现在看来是他以偏概全,至少现在司命是有在做事的。
“有什么问题?”
考试规则:
进入考场即为考生。
不可携带书本,法宝,通讯道具,灵宠。
所有考生分为三个阵营,神仙,凡人,妖鬼。总榜就积分排名,所有人最后的总分加起来,决定是否可以通过考试。
积分可以通过自动给予,或者淘汰其他人获得。自动给予,总积分不变;淘汰他人,排名上升,积分不变,被淘汰者积分清零;被淘汰会变成妖鬼,继续猎杀,积分为负数,继续任务,积分为正,排名不变。
最后要筛选的是发现破局,并且带领所有人提高积分的,愿意团结协作的人。考试结束后,对成绩有异议的考生可以选择复议,所有人仅有一次复议机会。
不是有问题,是比他预料得好。
灯光下,贺京芜好奇求知的目光竟然显得柔和可爱,钟闻多了几分耐心,细细道来:
“你年纪小,不清楚三界变迁,这些规则,是根据已经发生过的历史改编衍生。”
结合了天庭,人间,阴间的综合性测试,策划起来也没她说得那么轻松,再加上是公开的,会有不同神仙妖怪看到,司命是费了一番功夫的。

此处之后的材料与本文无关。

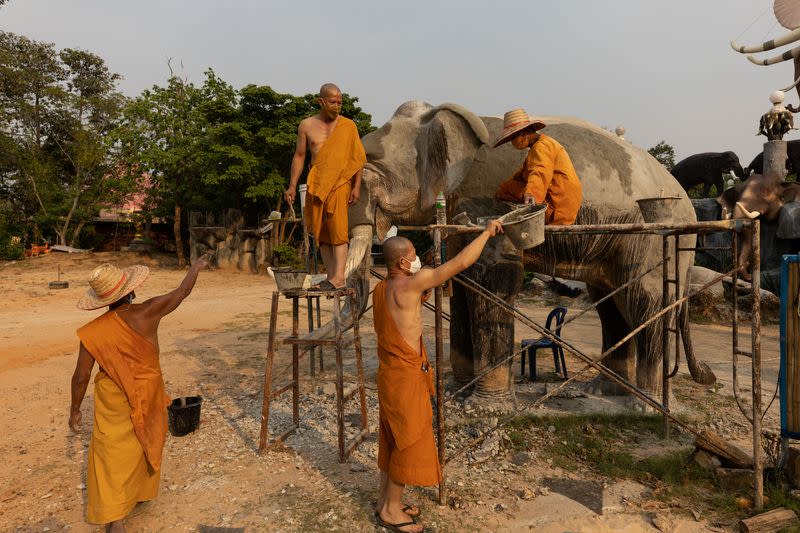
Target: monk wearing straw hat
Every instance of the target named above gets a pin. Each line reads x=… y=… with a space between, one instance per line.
x=547 y=175
x=130 y=403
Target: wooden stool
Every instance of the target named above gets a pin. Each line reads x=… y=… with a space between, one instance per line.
x=337 y=341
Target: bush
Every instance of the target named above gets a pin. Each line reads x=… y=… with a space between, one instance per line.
x=10 y=248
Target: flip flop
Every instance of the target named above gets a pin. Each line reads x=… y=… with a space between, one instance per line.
x=393 y=527
x=408 y=508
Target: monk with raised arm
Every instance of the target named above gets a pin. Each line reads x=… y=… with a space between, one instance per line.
x=130 y=403
x=334 y=180
x=406 y=448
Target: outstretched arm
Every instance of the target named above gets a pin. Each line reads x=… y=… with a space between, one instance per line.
x=429 y=278
x=80 y=380
x=161 y=306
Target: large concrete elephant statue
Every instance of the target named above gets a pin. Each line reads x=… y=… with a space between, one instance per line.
x=423 y=149
x=759 y=196
x=707 y=168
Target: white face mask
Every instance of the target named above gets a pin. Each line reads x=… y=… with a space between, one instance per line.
x=414 y=266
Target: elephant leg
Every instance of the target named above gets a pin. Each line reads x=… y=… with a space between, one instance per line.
x=461 y=354
x=745 y=248
x=499 y=270
x=623 y=359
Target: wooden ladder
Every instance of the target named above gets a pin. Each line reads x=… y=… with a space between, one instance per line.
x=339 y=342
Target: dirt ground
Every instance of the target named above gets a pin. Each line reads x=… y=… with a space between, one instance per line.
x=214 y=480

贺京芜去排查考场时,还遇见王礼对模拟环境进行细化,看来也是来还人情的。
松鹤建立起来,的确是在为各界输送新鲜血液,并不是他开始以为的不务正业。
虽然的确有各种名目让各界家长不断送钱,不过想起各区分界处每季度的开销,似乎可以理解。
对此他的评价是还挺难得。
司命或许不能算德高望重的神仙,应该说她沾染了太多尘世间的俗气,做事方面,却比她师父周全太多,难怪那时候如此笃定会有人帮他把身后事安排好。
“对了,你那个名义上的大侄子,叫钟思远的,他也会去。”
贺京芜像是突然想起来这么个人,不经意提到。
“不用管他,”钟闻一条条扫过,
“你想问什么,直接问。”
贺京芜想知道的可太多了。
比如,他是怎么死的,又是怎么活过来,为什么现在是凡人,钟全跟他什么关系,方仪跟他又是什么关系。
相处快到一年,好像对他有所了解,但其实还是一无所知。
从前的事,贺京芜总是不问,他以为对方跟自己一样,生前旧事云烟过,只看今朝,再迟钝的人,朝夕相处,也能察觉到,他的过去并不是什么很好的回忆。
他既然无法替代,无法排解,倒不如不去问,天长地久,他坚信只要在一起的时间足够长,过去的伤痕就能慢慢消弭。
事实证明,这种边界感最后让他被划出对方未来的安排。
已经结痂的伤口,不用他上药,不用他可怜,难道他还不能舔吗。而且钟闻似乎并没有刻意隐瞒,他问起来更加没有顾忌。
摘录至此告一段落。